Fioretta: A Story Of Jewish Family And Perseverance

I found an interesting story by Tom Teicholz and published in the Forbes web site:

Given current events, Jewish identity and Jewish history are very much existential issues occurring in real time.

However, documentary films such as Fioretta, directed by Israeli-American Matthew Mishory about Randol Schoenberg (known familiarly as Randy) and his 18-year-old son Joey’s travels to uncover their family history remind us of the perseverance and the flourishing of Jewish life before and after periods of destruction and upheaval.

If the name Schoenberg sounds familiar – there is good reason. Randy’s grandfather (Joey’s great-grandfather) was the Austrian composer Arnold Schoenberg who came to Los Angeles following the Nazi takeover of Germany.

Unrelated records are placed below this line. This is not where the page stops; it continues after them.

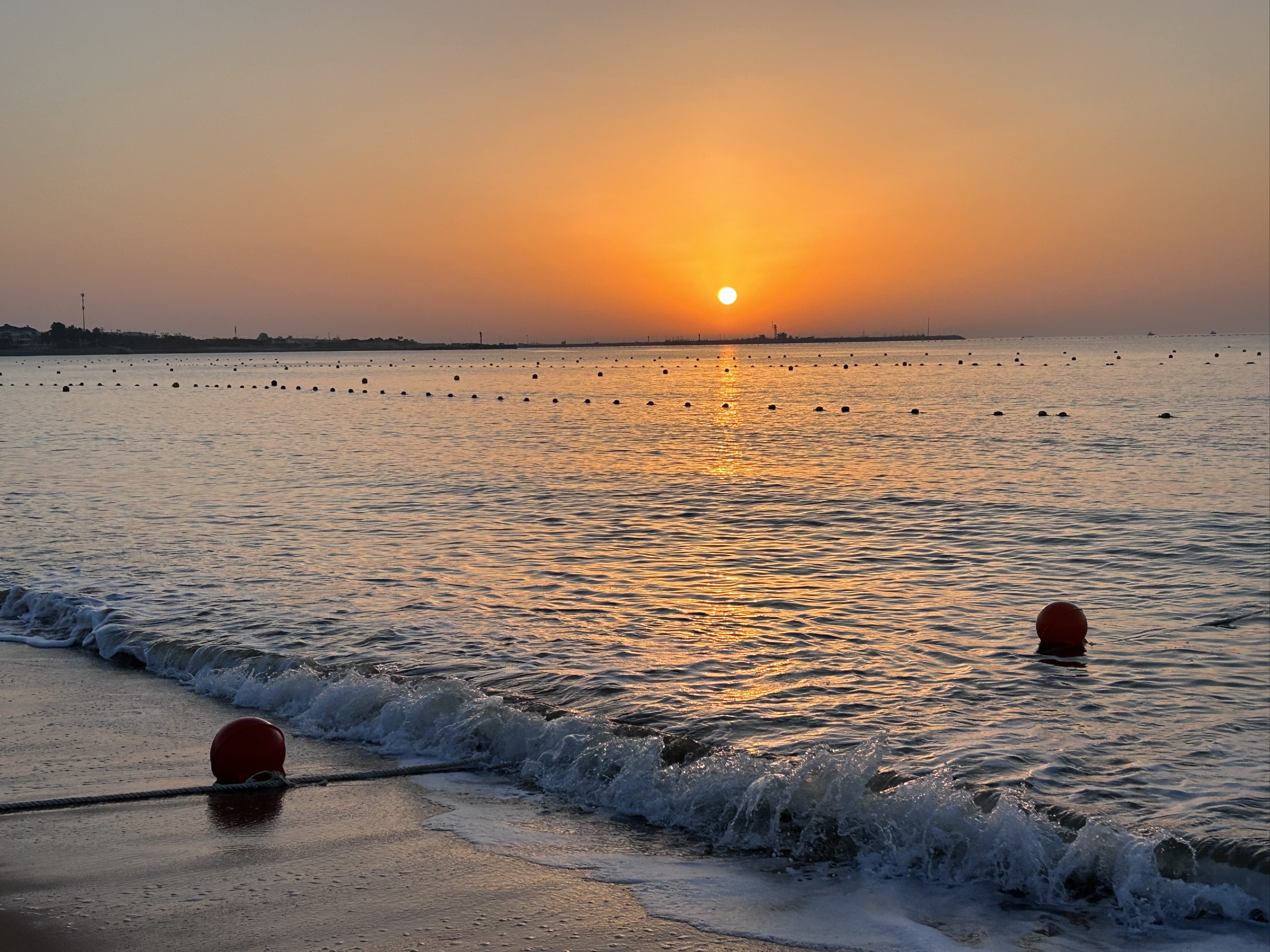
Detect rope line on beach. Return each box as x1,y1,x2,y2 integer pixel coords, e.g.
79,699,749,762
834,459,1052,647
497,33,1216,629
0,760,480,813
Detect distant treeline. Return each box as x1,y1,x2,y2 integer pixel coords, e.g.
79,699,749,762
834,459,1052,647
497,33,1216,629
32,321,516,353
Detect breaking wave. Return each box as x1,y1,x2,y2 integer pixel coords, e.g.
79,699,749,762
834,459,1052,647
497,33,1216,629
0,587,1268,929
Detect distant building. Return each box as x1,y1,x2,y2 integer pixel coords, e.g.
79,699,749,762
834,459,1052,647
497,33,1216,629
0,324,40,350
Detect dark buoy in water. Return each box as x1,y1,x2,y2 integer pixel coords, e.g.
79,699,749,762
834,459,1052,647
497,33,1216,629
212,717,287,783
1036,602,1090,650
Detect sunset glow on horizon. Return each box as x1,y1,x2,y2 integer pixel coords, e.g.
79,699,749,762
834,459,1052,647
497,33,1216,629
0,2,1270,343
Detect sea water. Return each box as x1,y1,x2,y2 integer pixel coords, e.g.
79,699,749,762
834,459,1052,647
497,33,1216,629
0,335,1270,948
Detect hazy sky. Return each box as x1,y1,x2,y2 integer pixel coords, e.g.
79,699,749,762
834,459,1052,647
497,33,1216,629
0,0,1270,342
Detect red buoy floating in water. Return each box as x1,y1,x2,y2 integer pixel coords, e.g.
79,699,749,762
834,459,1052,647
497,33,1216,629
212,717,287,783
1036,602,1090,648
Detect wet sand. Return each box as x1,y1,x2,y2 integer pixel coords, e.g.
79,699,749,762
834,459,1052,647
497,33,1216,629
0,642,782,952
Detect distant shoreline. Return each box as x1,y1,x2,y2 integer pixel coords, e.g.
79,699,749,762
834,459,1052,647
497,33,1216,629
0,334,965,357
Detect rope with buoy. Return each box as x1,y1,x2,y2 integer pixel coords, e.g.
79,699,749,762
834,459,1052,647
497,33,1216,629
0,760,480,813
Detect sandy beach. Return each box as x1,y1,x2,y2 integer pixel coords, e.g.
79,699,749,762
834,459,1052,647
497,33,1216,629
0,643,778,952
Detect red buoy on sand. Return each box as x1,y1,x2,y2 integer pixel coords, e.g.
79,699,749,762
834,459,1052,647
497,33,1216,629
212,717,287,783
1036,602,1090,645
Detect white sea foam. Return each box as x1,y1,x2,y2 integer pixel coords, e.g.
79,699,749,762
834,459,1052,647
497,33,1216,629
0,588,1266,948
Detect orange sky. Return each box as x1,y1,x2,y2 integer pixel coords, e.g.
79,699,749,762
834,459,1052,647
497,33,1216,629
0,0,1270,342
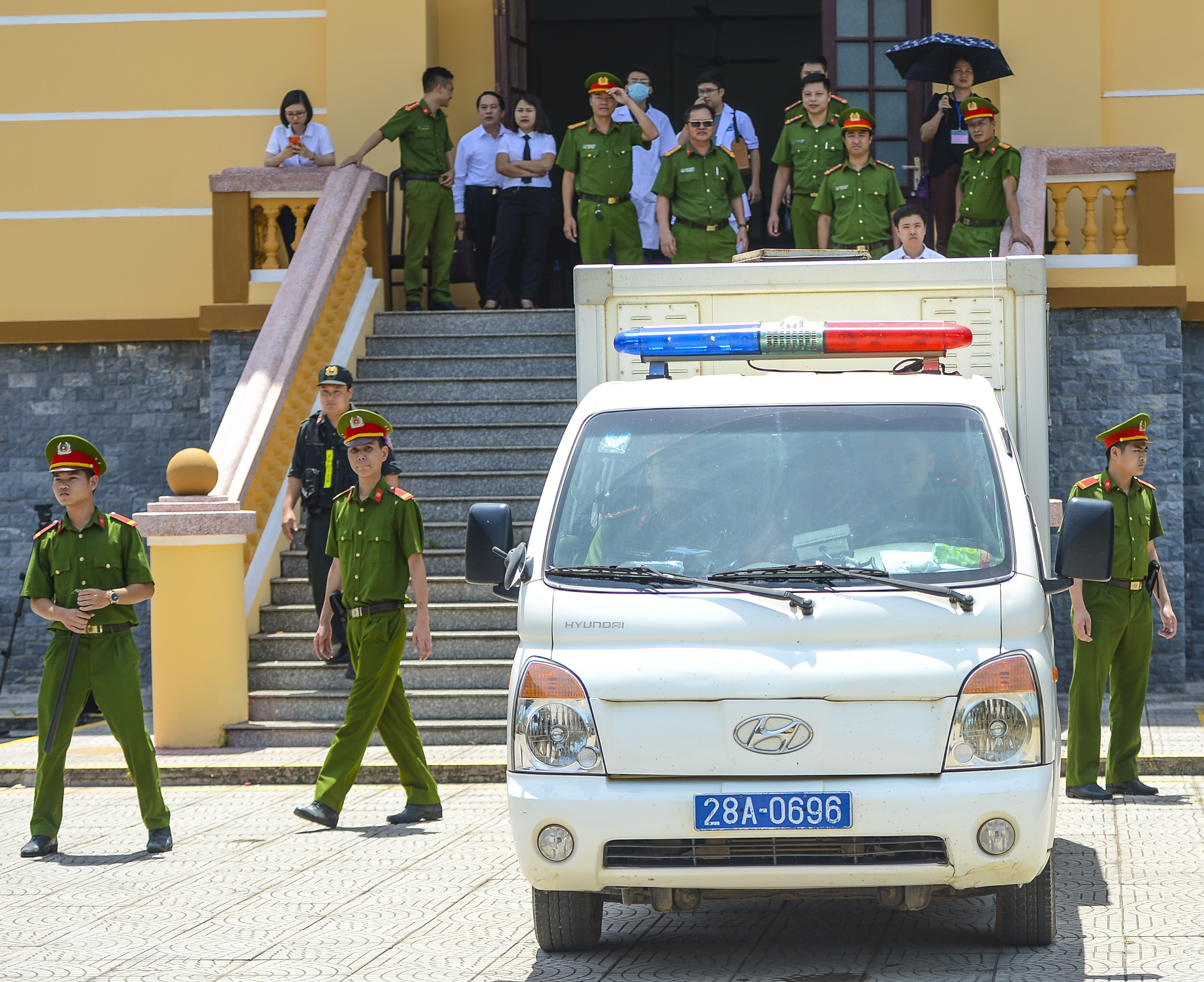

Randy himself, a graduate of Princeton and USC Law School, achieved no small measure of fame himself as the attorney who won the “Woman in Gold” Klimt painting Holocaust restitution case, which was the basis for the movie of that name starring Ryan Reynolds as Randy and Helen Mirren as Maria Altmann, the rightful owner of the painting.

Randy is also well known in his native Los Angeles for his philanthropy and for having served as the executive director of Holocaust Museum Los Angeles. He is also a curator for the Jewish genealogy website Geni.com, where he focuses on the family trees of Holocaust survivors and their families.

As is evident, as the documentary opens, Randy is genealogy obsessed. Joey, not so much. However, together they embark on a journey that takes them to Austria, Switzerland, the Czech Republic, and Italy in search of their ancestors.

No ordinary journey, no ordinary adventurers makes for no ordinary documentary – it is poignant, and at moments funny, and always personal and intimate. We meet the people they encounter on their journey, related or not, genealogy obsessed as Randy (or not).